Oregon’s Alternative Payment Methodology (APM) model may be a promising approach to financing and sustaining behavioral health (BH) integration efforts, suggests Deborah Cohen, PhD, in an April, 2015 blog post in Health Affairs Blog entitled “Addressing Behavioral Health Integration with Payment Reform.” Dr. Cohen, an Associate Professor in the Department of Family Medicine at Oregon Health & Science University, is part of the team evaluating the Oregon APM model. Based on her experiences with over 25 integrated care clinics throughout the country, she explains that “integrated care is comprehensive primary care.” Integrated care is designed to address both medical and behavioral patient concerns within one setting, allowing for whole-person primary care (PC).

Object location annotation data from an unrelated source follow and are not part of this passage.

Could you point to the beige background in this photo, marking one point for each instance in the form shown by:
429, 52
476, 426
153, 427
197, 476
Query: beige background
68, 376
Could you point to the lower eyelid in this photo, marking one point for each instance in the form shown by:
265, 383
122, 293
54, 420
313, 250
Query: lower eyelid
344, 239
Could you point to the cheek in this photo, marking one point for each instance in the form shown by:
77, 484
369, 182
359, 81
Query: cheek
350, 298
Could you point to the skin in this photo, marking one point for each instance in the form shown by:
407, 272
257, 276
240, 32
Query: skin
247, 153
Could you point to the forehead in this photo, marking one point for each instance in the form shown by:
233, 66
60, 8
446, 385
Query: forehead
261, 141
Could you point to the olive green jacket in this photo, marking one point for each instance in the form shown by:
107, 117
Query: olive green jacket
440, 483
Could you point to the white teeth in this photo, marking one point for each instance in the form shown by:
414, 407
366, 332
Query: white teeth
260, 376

Despite growing interest in integrating BH and PC, several financial barriers make integration difficult to achieve. The author highlights three barriers:
- Inability of many practices to afford a BH clinician.
- Lack of funds to pay for necessary clinic renovations to provide space of BH providers to see patients within the PC clinic, rather than having an off-site office.

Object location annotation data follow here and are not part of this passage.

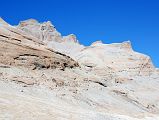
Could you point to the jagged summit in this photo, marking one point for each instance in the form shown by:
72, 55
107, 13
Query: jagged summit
44, 75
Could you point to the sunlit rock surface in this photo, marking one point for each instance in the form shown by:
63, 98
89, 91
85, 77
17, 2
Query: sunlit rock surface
47, 76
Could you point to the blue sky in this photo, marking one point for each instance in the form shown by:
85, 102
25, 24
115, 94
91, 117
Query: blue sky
91, 20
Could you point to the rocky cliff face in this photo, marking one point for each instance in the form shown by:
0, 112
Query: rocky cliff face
44, 75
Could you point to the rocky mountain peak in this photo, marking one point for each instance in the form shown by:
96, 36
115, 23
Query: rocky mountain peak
45, 75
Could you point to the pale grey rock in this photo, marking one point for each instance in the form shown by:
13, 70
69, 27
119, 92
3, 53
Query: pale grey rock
98, 82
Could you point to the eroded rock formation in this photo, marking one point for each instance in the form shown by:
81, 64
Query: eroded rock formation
44, 75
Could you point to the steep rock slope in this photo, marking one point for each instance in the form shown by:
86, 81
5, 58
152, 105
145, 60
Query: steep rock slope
98, 82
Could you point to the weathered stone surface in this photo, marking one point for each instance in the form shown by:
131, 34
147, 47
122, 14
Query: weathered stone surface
38, 79
16, 50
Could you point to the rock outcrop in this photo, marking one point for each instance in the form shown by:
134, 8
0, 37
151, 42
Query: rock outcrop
18, 50
44, 75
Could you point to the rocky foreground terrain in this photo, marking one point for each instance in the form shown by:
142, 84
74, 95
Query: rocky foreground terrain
47, 76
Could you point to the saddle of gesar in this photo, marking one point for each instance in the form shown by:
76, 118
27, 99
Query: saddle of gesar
47, 76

- The traditional 50-minute therapy session and payment structure for BH providers, which means that BH providers are inaccessible for warm hand-offs and that hiring enough providers to see patients would be cost prohibitive.

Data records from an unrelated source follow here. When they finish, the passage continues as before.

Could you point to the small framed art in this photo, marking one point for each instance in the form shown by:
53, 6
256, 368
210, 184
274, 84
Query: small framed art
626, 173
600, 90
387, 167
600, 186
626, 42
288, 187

If health providers (PC and BH providers) are paid in a fee-for-service model, surmounting these barriers is very difficult.
The APM pilot is testing the notion that a per-member-per-month (PMPM) fee structure can support the provision of comprehensive care. For some clinics, the APM pilot has allowed for “experimentation” with integrating BH into the PC team. Dr. Cohen explains that:
“While APM is not specifically funding primary care-behavioral health integration, it is freeing up practices to look more broadly at how they treat their patients. The practices in the APM pilot do not have requirements for how to they spend their PMPM fee. Therefore, instead of needing to generate a high number of physician-patient primary care visits, they now have the flexibility to spend some of their fees on behavioral and mental health services. As long as the net effect is budget-neutral, they can treat patients in new ways and with new combinations of providers.”
The APM model may bring the health care system one step closer to a payment structure that allows PC clinics to integrate BH services in a way that is financially sustainable. In addition to initiating a payment structure that makes integrated care financially feasible, the author notes that for comprehensive, integrated PC to become “common place will require leadership to push further on paying for services that are central to comprehensive primary care, align payment across payers to reduce complexity, and support system-wide practice change.”